Моим сменщиком по разгрузке оказался, к моему нежданному удивлению, отказник с трёхлетним стажем Яша Д. — сухощавый, ниже среднего роста парень с клочковатой бородкой, можно даже сказать «бородёнкой». До подачи и отказа он был подающим большие надежды аспирантом-астрофизиком, ему предсказывали лучезарное научное будущее. Небо, пугающее нас своей непомерной глубиной, для Яши было ручным и дружелюбным; он, казалось, находил с небом общий тайный язык. Заметив, что я поглядываю на его бородку с некоторым недоумением, он сказал:
— Я знаю, она мне идёт, как корове седло. Но я буду носить её до отъезда и сбрею, когда приеду в Иерусалим.
Через несколько лет я встретил его на иерусалимской улице пророчицы Деборы — гладко выбритым, с кипой на голове.

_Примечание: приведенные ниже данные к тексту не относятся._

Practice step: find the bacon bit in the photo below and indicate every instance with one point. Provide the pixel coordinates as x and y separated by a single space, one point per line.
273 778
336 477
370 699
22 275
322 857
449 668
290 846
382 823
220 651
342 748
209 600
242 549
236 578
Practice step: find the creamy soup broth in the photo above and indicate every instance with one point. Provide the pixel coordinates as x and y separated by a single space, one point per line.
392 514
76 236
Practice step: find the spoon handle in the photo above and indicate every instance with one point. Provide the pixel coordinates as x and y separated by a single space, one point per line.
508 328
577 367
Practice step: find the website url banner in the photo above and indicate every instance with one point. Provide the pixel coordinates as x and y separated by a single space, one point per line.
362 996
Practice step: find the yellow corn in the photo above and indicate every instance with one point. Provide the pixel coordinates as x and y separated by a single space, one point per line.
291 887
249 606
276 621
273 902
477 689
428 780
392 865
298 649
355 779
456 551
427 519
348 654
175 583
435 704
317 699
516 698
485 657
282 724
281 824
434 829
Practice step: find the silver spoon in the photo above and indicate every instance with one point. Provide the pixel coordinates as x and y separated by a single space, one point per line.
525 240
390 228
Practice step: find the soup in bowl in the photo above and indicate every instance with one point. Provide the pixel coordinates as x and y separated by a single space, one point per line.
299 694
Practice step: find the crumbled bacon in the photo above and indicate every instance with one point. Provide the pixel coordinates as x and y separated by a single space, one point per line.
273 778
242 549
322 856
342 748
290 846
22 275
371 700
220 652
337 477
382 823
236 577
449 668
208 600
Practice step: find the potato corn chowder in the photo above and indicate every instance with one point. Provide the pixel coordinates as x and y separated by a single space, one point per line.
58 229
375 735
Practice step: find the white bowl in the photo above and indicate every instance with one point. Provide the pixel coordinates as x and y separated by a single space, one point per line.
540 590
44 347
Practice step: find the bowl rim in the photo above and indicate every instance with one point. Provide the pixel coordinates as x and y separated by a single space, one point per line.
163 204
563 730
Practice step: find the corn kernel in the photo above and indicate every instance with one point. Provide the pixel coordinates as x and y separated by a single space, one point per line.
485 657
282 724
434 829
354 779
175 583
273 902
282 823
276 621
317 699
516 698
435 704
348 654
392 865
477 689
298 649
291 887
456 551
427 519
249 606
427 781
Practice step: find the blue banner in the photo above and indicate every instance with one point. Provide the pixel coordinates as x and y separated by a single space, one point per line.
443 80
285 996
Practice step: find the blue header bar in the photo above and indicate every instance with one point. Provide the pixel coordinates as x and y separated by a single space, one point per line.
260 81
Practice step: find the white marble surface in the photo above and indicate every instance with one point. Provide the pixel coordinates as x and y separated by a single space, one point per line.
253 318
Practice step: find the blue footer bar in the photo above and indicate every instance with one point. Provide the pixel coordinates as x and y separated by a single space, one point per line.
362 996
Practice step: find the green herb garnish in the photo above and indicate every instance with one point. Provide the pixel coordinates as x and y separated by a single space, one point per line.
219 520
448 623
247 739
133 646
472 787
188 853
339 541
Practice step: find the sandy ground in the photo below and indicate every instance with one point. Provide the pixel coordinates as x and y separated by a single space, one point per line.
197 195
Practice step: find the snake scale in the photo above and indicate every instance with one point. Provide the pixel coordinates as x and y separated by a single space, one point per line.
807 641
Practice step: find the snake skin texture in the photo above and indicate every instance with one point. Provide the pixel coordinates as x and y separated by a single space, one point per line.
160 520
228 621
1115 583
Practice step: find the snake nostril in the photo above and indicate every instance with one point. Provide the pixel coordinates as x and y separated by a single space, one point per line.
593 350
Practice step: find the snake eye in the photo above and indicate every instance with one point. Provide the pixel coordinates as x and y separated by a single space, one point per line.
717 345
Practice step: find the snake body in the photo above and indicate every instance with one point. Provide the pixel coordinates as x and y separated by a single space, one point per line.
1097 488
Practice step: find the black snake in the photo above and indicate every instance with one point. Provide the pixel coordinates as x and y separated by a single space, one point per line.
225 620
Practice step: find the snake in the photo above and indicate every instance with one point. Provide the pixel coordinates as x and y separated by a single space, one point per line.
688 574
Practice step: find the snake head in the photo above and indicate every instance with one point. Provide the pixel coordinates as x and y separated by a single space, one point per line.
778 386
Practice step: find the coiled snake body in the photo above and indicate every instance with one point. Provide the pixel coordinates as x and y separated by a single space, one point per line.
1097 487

А в московской булочной, иногда пересекаясь на работе, мы заваривали чаёк в кладовке и под свежий хлебушек вели разговоры об израильских новостях, пойманных сквозь глушилки на запретных радиоволнах; никто нам не препятствовал и не мешал. Да и о чём ещё могли толковать два отказника из «еврейского профсоюза» в самом центре Москвы, в тесной кладовке, благоухающей дивным ароматом русского хлеба? Яша, сколько раз я его ни встречал, всегда имел при себе изрядно потёртый ученический портфельчик, в котором носил самоучитель иврита «Элеф милим», какие-то потрёпанные тетрадки и завёрнутый в газету бутерброд с яйцом. Годы спустя я узнал, что Яша Д. был казначеем отказа, и в своём неприметном школьном портфеле, помимо бутерброда и тетрадок, носил деньги и валютные сертификаты, на которые можно было купить всю нашу булочную с директрисой и торговками в придачу. Для соблюдения секретности, Яша, передвигаясь по городу со своим дерматиновым сейфом, пользовался только трамваями и автобусами, а на такси не ездил никогда. Такая тактика приносила свои плоды: в нищем грузчике трудно было заподозрить еврейского казначея.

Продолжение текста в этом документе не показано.